Between 2005 and 2007 Sandrew Metronome sold its cinemas. In 2011 the company ceased its theatrical distribution operations leaving it with only the DVD distribution.

Sandrew Metronome was for decades one of the leading Scandinavian majors. Historically, revenue was generated from the exploitation of its content through traditional distribution platforms, including theatrical distribution, home entertainment and television.

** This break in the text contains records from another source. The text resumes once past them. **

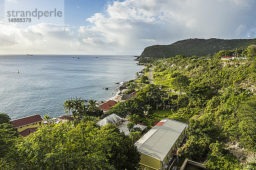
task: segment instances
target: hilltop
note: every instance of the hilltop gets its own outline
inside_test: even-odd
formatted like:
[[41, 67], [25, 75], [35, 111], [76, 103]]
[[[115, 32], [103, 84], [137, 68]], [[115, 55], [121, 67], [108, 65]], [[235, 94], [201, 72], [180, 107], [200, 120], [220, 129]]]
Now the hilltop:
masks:
[[221, 50], [232, 50], [236, 48], [246, 49], [251, 44], [256, 44], [256, 39], [190, 39], [178, 41], [169, 45], [154, 45], [146, 47], [137, 60], [145, 57], [163, 58], [164, 55], [166, 58], [180, 54], [187, 57], [204, 56]]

Sandrew Metronome also owned movie theatres in Sweden, Denmark and Finland with the No. 2 position in the Nordics.

For several years, Sandrew Metronome was the Nordic distributor for films by Warner Bros. and had also acquired the Nordic rights to films from Focus Features, Miramax, Pathé, and Lionsgate.

The business has since then been repositioned to having a sharp focus on exploitation of and investment in entertainment content for digital distribution platforms.

Sandrew Metronome holds a broad collection of valuable intellectual property and commercially successful and critically acclaimed entertainment content, such as movies, TV series and music catalogue rights. In the movie catalogue are, among others, the following award-winning titles: Der Untergang, The Queen, Lost In Translation, The Phantom Of The Opera, and Volver.